Air pots are commonly used in catering or at gatherings to serve hot or cold beverages. Air pots are insulating like a thermos. Hot beverages will stay hot for several hours, and cold beverages will stay cold. Air pots have a pump that dispenses a few ounces at a time by using air pressure, hence the name. Air pots are preferred over using a hot plate or percolating dispenser because of their simplicity and insulating capacity, although they do require a little more care.
Rinse out your air pot prior to filling it. Even if it has been cleaned recently, go ahead and give it a little rinse. If the air pot has been sitting closed, it could have retained a slight odor. Rinsing will give your coffee, hot water or half-and-half a fresh start.
Close the lid and adjust so the guest can use the pump feature. With some air pots, you have to physically lift the pumping mechanism that is attached to the lid. Others have a push button that activates the pump with no adjusting necessary.
Refill if necessary. Air pots have a pretty distinctive "empty" sound when someone has pumped out the last of the liquid inside; the customer will usually tell you when you need to refill the pot.
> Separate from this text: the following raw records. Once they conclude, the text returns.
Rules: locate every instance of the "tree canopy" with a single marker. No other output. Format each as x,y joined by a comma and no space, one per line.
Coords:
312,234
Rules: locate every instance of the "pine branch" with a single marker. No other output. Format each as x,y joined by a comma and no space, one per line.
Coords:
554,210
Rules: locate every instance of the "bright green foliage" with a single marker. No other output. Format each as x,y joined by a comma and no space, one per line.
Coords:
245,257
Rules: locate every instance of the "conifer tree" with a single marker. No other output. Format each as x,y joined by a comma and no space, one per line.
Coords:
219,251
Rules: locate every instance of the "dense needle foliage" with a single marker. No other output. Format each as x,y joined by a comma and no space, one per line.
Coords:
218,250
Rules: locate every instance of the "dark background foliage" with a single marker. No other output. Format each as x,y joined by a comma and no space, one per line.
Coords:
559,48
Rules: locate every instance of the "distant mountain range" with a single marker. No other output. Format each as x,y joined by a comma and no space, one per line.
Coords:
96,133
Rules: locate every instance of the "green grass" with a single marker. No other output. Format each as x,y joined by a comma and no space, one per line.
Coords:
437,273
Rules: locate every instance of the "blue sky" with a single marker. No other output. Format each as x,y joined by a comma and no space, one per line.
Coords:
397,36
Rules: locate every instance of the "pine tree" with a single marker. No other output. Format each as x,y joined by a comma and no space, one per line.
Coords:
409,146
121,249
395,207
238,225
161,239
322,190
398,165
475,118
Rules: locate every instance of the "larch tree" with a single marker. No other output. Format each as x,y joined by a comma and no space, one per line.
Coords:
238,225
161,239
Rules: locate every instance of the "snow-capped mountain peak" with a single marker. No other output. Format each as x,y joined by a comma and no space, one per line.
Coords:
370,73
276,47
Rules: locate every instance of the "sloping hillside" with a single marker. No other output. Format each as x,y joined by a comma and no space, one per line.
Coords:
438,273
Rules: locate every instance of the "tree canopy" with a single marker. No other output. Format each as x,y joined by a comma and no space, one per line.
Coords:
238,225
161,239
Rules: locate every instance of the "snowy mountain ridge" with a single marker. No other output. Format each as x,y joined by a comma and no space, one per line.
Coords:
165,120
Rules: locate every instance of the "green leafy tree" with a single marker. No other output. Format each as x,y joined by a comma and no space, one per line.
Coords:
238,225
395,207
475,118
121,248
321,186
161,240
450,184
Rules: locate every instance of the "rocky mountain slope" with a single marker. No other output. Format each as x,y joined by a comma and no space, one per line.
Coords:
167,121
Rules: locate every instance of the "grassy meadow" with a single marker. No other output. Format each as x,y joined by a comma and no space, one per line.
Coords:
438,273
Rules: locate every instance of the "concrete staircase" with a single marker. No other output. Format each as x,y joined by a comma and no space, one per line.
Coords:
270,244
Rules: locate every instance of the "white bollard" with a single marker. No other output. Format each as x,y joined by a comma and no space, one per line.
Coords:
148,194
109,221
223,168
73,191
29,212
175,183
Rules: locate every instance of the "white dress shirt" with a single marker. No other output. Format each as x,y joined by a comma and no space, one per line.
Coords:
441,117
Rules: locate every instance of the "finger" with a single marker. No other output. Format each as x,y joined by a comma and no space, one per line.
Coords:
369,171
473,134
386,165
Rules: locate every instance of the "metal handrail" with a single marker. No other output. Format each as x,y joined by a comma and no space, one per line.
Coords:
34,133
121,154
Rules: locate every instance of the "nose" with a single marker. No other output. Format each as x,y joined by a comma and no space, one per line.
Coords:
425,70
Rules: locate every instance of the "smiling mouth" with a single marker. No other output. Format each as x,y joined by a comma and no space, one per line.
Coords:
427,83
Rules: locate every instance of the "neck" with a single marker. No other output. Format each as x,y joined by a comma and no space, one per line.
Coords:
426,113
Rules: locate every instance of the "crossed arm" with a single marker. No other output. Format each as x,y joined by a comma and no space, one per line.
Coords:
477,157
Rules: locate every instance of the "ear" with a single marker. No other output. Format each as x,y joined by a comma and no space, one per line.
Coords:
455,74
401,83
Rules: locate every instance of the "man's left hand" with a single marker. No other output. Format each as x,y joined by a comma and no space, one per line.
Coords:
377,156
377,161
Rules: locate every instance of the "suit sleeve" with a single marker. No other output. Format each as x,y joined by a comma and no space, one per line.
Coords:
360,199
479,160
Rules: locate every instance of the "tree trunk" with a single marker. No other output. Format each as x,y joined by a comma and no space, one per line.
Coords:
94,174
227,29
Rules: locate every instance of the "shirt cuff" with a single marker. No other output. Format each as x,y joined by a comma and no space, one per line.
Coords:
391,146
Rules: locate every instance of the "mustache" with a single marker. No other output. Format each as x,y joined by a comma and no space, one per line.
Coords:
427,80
Clean your air pot carefully. These are made with glass insulation that has been vacuum-sealed into the container. You can't just toss them into a dishwasher or a sink full of dishes; if you do so, they may break. The best way to clean air pots is to rinse them well with hot water. Add a teaspoon of baking soda. Fill it back up with hot water; soak the air pot overnight with the lid ajar.
Don't leave milk in your air pot over night. This could cause the inside of your air pot to smell sour, making it difficult to clean. It may then be unusable for anything other than milk in the future.